В конце концов отключил телефон и опустил волосатую руку — даже пальцы у него были покрыты смоляной шерстью. «Н-да, с такими не шутят», — запоздало сообразил я.
— Паэзжай на рэка. Там тэба встрэтат, — приказал, указывая рукой на луговую дорогу, и осклабился в улыбке, в которой мне почудилось хищное предвкушение, тем более, он по-волчьи поклацал зубами и кончиком мясистого языка облизал верхнюю губу.
В приокских лугах таилась пустынная тишина. Я медленно ехал по гладкой, как асфальт, и прямой, как стрела, луговой дороге вдоль Оки между двумя взгорьями — Княжеским и Троицким. Справа тянулась обрывистая гряда, в небесном урезе которой торчали коньки крыш села Гольцы. Слева миновал небольшую старицу, обрамлённую свадебным хороводом берёз в лимонно-золотистых монистах. Впереди, чуть в низине, маячила малахитовая в коричневатых разводах роща.
Пока нигде ничьего присутствия не угадывалось.
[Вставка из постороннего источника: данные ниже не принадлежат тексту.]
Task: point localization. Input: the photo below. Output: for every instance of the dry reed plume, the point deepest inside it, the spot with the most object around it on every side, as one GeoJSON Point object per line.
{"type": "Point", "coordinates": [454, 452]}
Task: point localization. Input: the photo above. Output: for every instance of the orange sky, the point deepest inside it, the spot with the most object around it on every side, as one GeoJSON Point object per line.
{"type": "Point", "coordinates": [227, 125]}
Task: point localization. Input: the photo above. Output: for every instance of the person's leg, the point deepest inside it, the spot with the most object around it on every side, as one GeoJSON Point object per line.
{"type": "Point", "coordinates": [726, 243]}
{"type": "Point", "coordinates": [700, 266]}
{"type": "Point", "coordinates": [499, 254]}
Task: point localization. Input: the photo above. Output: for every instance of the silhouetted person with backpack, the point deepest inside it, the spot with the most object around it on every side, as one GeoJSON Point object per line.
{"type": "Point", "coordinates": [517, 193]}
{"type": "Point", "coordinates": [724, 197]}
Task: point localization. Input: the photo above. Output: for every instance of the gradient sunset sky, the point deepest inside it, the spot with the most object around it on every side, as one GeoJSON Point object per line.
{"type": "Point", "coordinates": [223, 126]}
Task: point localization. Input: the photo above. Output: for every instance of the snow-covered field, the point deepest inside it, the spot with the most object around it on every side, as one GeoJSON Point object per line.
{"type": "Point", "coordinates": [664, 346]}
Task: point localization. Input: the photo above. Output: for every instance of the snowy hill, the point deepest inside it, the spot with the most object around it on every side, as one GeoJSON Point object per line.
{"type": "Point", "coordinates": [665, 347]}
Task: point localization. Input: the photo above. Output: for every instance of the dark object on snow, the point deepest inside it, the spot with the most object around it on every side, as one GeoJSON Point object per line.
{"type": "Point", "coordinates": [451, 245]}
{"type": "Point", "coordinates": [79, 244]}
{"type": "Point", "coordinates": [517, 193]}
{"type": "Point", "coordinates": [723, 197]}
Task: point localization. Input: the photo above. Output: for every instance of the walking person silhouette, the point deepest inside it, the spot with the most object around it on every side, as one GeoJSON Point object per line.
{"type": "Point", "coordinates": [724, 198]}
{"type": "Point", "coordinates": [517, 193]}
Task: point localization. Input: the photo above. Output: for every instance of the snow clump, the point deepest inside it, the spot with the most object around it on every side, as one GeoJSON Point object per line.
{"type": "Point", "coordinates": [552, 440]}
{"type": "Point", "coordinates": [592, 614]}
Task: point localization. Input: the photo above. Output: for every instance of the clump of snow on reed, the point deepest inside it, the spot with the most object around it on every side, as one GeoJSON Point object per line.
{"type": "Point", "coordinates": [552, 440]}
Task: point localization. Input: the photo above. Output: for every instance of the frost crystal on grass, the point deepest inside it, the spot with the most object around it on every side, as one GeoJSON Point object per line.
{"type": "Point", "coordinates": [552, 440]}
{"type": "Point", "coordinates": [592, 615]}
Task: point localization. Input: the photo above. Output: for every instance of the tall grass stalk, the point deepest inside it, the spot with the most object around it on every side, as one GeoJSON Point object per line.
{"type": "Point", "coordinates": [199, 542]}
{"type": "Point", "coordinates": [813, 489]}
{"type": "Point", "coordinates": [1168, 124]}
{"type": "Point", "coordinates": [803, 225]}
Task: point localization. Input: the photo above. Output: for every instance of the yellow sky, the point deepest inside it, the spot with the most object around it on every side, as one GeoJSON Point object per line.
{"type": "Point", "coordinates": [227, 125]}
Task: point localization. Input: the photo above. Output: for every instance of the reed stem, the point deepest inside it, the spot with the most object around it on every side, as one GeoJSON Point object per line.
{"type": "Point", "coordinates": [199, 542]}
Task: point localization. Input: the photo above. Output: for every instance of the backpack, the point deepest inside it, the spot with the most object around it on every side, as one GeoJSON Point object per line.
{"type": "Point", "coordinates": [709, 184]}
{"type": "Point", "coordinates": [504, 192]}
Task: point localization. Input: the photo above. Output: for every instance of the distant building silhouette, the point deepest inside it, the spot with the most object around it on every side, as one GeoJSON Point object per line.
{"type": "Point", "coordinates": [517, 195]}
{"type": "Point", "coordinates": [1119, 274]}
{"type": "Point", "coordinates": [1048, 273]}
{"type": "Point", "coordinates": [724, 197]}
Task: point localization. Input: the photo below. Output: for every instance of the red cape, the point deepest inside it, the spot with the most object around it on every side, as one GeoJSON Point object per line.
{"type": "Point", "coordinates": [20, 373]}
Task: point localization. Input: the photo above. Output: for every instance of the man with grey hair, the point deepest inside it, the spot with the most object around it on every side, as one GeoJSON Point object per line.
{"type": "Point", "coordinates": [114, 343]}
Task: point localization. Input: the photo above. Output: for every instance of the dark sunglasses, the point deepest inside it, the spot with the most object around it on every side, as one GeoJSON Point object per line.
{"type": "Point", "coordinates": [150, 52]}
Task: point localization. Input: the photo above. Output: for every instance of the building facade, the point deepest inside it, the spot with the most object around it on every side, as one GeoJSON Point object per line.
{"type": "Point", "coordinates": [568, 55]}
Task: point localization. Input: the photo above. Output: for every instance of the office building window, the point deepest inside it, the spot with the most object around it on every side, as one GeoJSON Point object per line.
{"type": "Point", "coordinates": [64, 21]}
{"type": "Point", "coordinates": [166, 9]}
Меня смущало то, что при съезде с бывшего барского двора, где до сих пор сохранились каменные конюшни и амбары с железными воротами и кованными перекладинами для запоров, а также неказистый двухэтажный дом барской, а затем совхозной конторы, дорогу метил чёрный щит с серебряными письменами, предупреждающий: «Гольцовское охотхозяйство. Без пропуска въезд воспрещён». Выходило, что уже дважды я игнорировал строгие предупреждения, а потому физически ощущалось, что рулю в западню. Но отступать было поздно, хотя себя малодушно вопрошал: «А не развернуться ли и, не оглядываясь, рвануть обратно — на трассу, да побыстрее в Тульму, в свой бревенчатый скит?..»
За рощей открылась большая старица, настоящее озеро, в ольховом окружении. На дальнем конце величественно возвышался, не менее, чем столетний дуб, ещё не сбросивший свою скрученную, коричневатую листву. Под ним на столбах возвели резной навес, имитирующий черепичную крышу, под которым был вкопан длинный стол с лавками, а по бокам на толстых пеньках лежали устрашающие головы драконов с разверзнутыми пастями, с острыми, торчащими, как стрелы, языками. Я остановился, заглядевшись, но, нет, не на драконьи пасти, а на многочисленное семейство уток — красавцев-селезней и скромненьких самок. Чем-то озабоченные, они беспокойно покрякивали и торопливо, зыбкими угольниками, резали нефритовую воду, устремляясь к середине старицы. Казалось, что по зеленоватому глянцу плывёт всамделишная эскадра.
И вот в этот миг за ольховым молодняком взревел-зарычал мощный двигатель и оттуда, будто танк, выкатил, набирая скорость, мощный вездеход — «гранд-чероки». В нём, держась за поручни, стояли два обалдуя, длинный и квадратный, выряженные в тёмно-зелёные камзолы, точнее, в стёганные татарские архалуки, в чёрных косоворотках, с ружьями за спиной, в бейсболках, на высоком фронтоне которых серебрились всё те же навязчивые буквы — ОРД. Они едва сдерживали на поводках лающих по- сумасшедшему догов[5] — двух громадных псов чёрного и тигрово- палевого окраса, похожих на «собаку Баскервиллей». Насмерть перепуганные утки, панически крякая, взлетали с нефритовой глади старицы и уносились к Оке, но злобные доги ни разу и морды не повели в их сторону.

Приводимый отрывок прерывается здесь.